At the top, she stood on the banister, leaned over the empty space above the descending stairs, and unlatched the dormer window that looked north, towards the Scott Monument and the Firth of Forth. The weighted window slid two feet and jammed, but it was enough. She jumped and got her head and arms through, then found finger holds on the underside of the sill. She pulled herself out and stood on the angled slate roof. She ran east, parallel to the Royal Mile but five floors up, running just past the roof’s ridgeline. She vaulted over a cluster of Tudor-style clay pot chimneys, ran down the mossy slate slope and leapt over the five foot gap where Milnes Court cut between the old buildings. She landed a foot away from the edge of the moss-slick edge, but her boots had good traction and she never even paused. She ran up the steep incline of the new roof, over the crest and down towards the dark crevasse where James’ Court close made its passage between this building and the next. This was an easier jump; the next roof was newer and had a rougher texture to its slate so she could run without fear of sliding over the edge and off a hundred foot drop to paving stones.
She stopped at the skylight she had marked with a blue chalk X two nights before and knelt down, breathing hard. No more than a minute had passed from the time she last spoke to Chris and Aaron. Now
she keyed her mike and spoke to them again, her voice breathless as she gasped for air.
“I’m at the skylight.”
“We’re almost to the landing,” Chris said.
“I’ll be there.”
Julissa took off her backpack, reached inside it, and took out a diamond-bitted glass cutter and a plastic suction grip bar. She spat on the suction cups, stuck them to the middle of the skylight, then used the wheel of the diamond cutter to etch along the lead soldered edge of one of the skylight panes. When she had gone all the way around, she braced her knees on the roof and pulled hard on the suction handle. The sound of the pane breaking loose reminded her of stepping on a frozen puddle. She lifted the pane free and set it gently on the uphill side of the skylight so it would not slide away. Then she pulled the release trigger on her suction grip, put it back into the backpack, and pulled on a pair of heavy-duty leather gloves. She looked at her watch. It was 1:06 p.m. Exactly two minutes had passed from the time Chris and Aaron had stepped out of James Court in pursuit of Stark.
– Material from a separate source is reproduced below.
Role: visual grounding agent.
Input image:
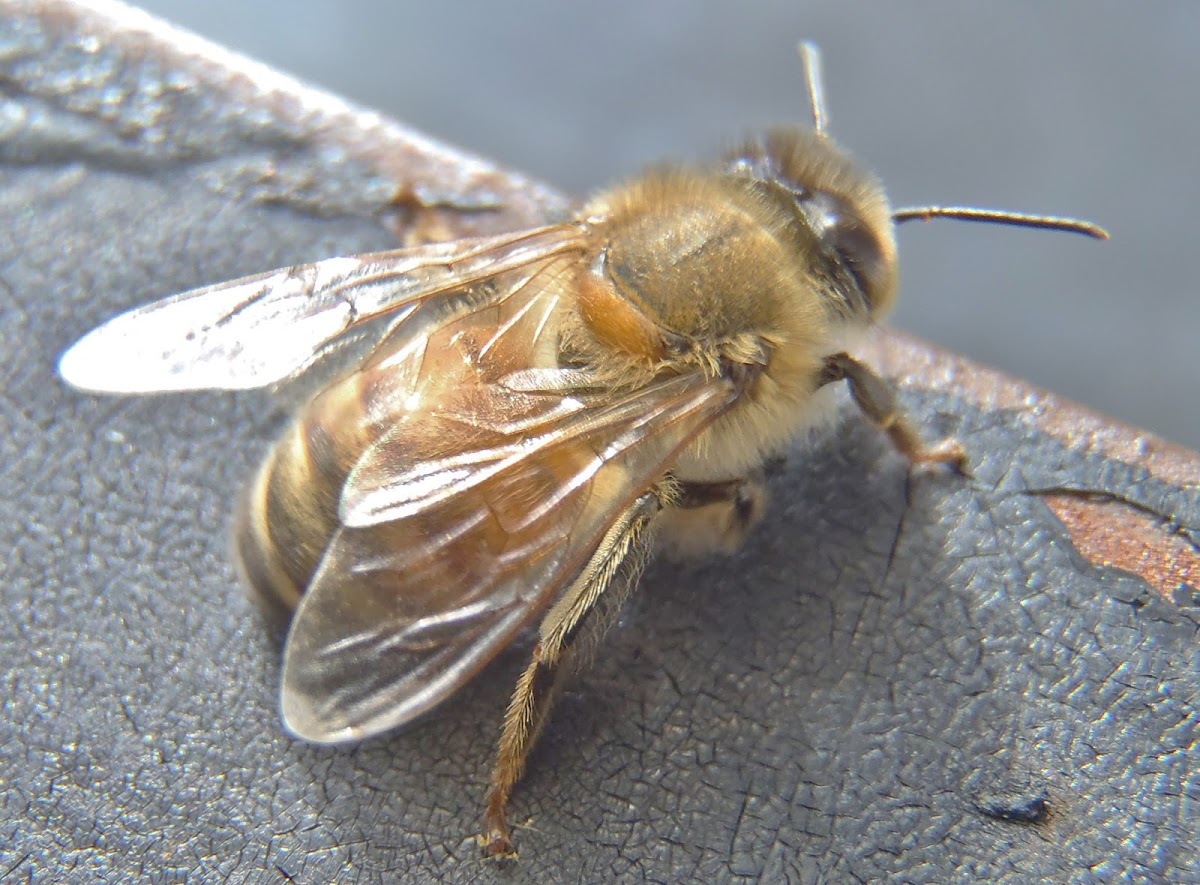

She shouldered her pack, grabbed on to the frame of the skylight, and lowered herself until she was dangling by her arms. She could feel the sharp remnants of the glass against the leather palms of her gloves. The floor was six feet beneath her. She let go and dropped, landing on her feet and falling to a crouch so she hit the wooden floor with almost no sound at all.
They’d discovered the top floor of this building was being remodeled. Stacks of clean sheetrock took up one corner. The walls were bare studs with exposed electrical conduits. There was a table saw and a water-cooled tile saw. Julissa stood, turned around quickly to be sure the work crew was truly gone, then walked to the door. There were three sets of deadbolt locks, all of which could be opened from the inside without a key. She flicked them back one by one, then pulled the door open.
Westfield and Chris were coming up the last flight of stairs, supporting Stark in between them.